Say Yes to the Boss 22
“That’s the least romantic proposal story I’ve ever heard.”
“It’s also the truth,” I say. “My business partners will expect it.”
She chews on her bottom lip again. “You’re right. It’ll work in our favor, actually. To play on that.”
I run a hand through my hair and consider the options before me. Going to this dinner won’t be easy. It won’t be fun. But it will help soften the image I know I have. An image I’ve cultivated and never minded before. It’s also an image that, at times, makes me somewhat unapproachable.
I know. I’m a paragon of self-awareness.
Cecilia is the opposite. She makes housekeepers laugh and brandishes champagne sabers like swords.
“We got married at City Hall because we couldn’t wait,” she murmurs, looking down at her phone.
“We didn’t want a big ceremony.”
“That’s right,” she says. “We’d worked so closely before, too, in the office. We already knew each other very well.”
“That was my argument, once,” I say. “But someone said that we were strangers.”
She looks up at me, a smile flashing across her lips. “Yes. Well, we were. Still are.”
“We’re not strangers, Cecilia.”
“I don’t know where you grew up,” she counters. “You don’t know anything about me.”
“I know enough,” I say, thinking of all the little things I’d noticed in the last couple of weeks. Her running habits, her sleeping patterns. The sweet chai tea she liked to drink in the evenings, the book she’d accidentally left on the kitchen counter when I came down one morning.
The curve of her waist. The silky sheath of her hair.
I know her better than probably anyone currently in my life.
The same emotion flashes through her eyes again. It looks like hurt, but that makes no sense.

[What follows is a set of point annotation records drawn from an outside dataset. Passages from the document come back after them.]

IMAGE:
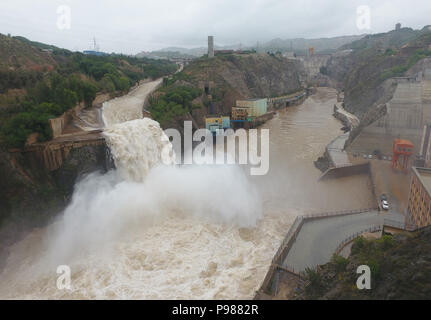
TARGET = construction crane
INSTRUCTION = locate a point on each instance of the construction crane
(402, 150)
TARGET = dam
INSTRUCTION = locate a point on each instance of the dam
(164, 232)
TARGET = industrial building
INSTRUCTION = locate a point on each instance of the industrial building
(407, 115)
(255, 107)
(214, 123)
(419, 207)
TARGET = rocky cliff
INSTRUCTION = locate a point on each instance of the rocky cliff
(400, 270)
(362, 68)
(33, 193)
(227, 78)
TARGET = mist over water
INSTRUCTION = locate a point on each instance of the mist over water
(154, 231)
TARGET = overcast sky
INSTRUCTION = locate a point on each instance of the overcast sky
(131, 26)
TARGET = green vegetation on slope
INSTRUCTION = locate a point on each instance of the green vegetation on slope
(400, 269)
(45, 101)
(54, 83)
(173, 101)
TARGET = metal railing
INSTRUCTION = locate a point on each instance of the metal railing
(357, 234)
(399, 225)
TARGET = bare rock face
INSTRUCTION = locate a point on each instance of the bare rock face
(32, 194)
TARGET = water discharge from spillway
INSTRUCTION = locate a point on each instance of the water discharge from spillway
(154, 230)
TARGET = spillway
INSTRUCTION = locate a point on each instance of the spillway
(154, 230)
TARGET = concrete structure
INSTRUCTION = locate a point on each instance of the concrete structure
(407, 114)
(214, 123)
(255, 107)
(210, 47)
(419, 207)
(239, 114)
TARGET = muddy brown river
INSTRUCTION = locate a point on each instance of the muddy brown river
(187, 234)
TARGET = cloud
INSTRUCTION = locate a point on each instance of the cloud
(130, 26)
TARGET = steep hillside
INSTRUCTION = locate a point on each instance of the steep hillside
(400, 270)
(223, 80)
(18, 55)
(374, 59)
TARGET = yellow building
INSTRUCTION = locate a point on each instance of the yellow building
(419, 206)
(254, 107)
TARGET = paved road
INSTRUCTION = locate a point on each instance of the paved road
(318, 239)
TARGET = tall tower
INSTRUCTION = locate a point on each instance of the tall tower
(210, 47)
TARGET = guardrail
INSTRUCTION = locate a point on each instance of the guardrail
(357, 234)
(287, 243)
(399, 225)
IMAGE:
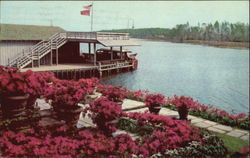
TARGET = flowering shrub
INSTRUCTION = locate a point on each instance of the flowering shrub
(182, 101)
(85, 143)
(39, 82)
(113, 93)
(165, 134)
(88, 84)
(63, 92)
(214, 114)
(137, 95)
(102, 112)
(153, 100)
(14, 82)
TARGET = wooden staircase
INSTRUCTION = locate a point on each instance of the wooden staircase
(36, 52)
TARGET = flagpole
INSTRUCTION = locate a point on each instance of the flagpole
(92, 17)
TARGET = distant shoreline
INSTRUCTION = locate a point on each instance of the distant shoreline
(220, 44)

Odds are I’m misreading her.
Wouldn’t be the first time.
“Okay,” she murmurs. “All right. Well, in that case, I guess we don’t need my questions. Just one more thing… rings.”
“Rings,” I repeat. “Fuck, you’re right. I’d overlooked that.”
Her small, patient smile tells me she hadn’t. “Yes. Well, not having any was fine before, but if we’re to act married in public…”
“We need them,” I say. “I’ll fix it.”Content rights by NôvelDr//ama.Org.
“You will?”
Cecilia nods. “Perfect. Well then, I only have one final question.”
“What’s that?”
“What’s the dress code for tomorrow?”
I shrug. “I’ll be in a suit.”
“Shocker,” she says. “Well, I’ll go for a cocktail dress, then.”
I think of her curves in a tight dress. I think of the way she’d looked when we’d gone out to dinner, with her eyes smoked and a neckline that was… well. I wrest my mind away from that image.
“Sounds good.”
She nods again and pushes her phone away. “That’s a wrap on this meeting, then. What time will we-”
Her phone rings. The loud signal cuts through the kitchen, echoing off the walls. She reads the name on the screen and then declines, sliding her phone into her pocket.
“I’m sorry,” she says. “You were saying?”
“I wasn’t talking. You were.” My curiosity gets the better of me, mingling with the image of her in a tight outfit and loose hair. We’d agreed we didn’t need to be celibate. She’s as free to date as I am. “Who was that?”
“Just a friend.”
“The woman who was one of our witnesses?”
“Yes,” she says. “She’s an artist, actually.”
“So that’s why you want me to patronize an art gallery.”
She nods. “It’s her first big show. Her stuff is amazing, but the New York art world is cutthroat, and there are fees just to exhibit.”
Several things click into place at that. Cecilia didn’t just marry me to quit her job. Didn’t just want to fulfill her dream of starting her own business. She married me to make her friend’s dream come true too.
In anyone else, it would be a weakness to care that much, to make business decisions based on sentiment.
But I’m not sure I can call the woman in front of me weak any longer.
She clears her throat. “I was thinking we’d go to the opening together.”
“So I can buy some art, be seen, make some calls.”
It’s no different from what most people want. What every single one of the people who sent us wedding gifts wants. They wanted some of the St. Clair name associated with them, as if the sheen and the prestige of an old family could rub off. But it’s not cheap and platinum-coated. It’s gold through-and-through, and it doesn’t stain.
“I’ll do it.” I rise from the table and put my plate into the sink. Her voice reaches me as I make my way to the hall.
“What do we say to people in a year?” she asks. “When they ask why we divorced?”
I look back at her, still seated cross-legged at my kitchen table. Miss Myers, and not a pencil skirt in sight.
“We tell them the truth,” I say. “We wanted different things.”
“That’s not the truth. We’ll want the exact same thing. To be divorced.”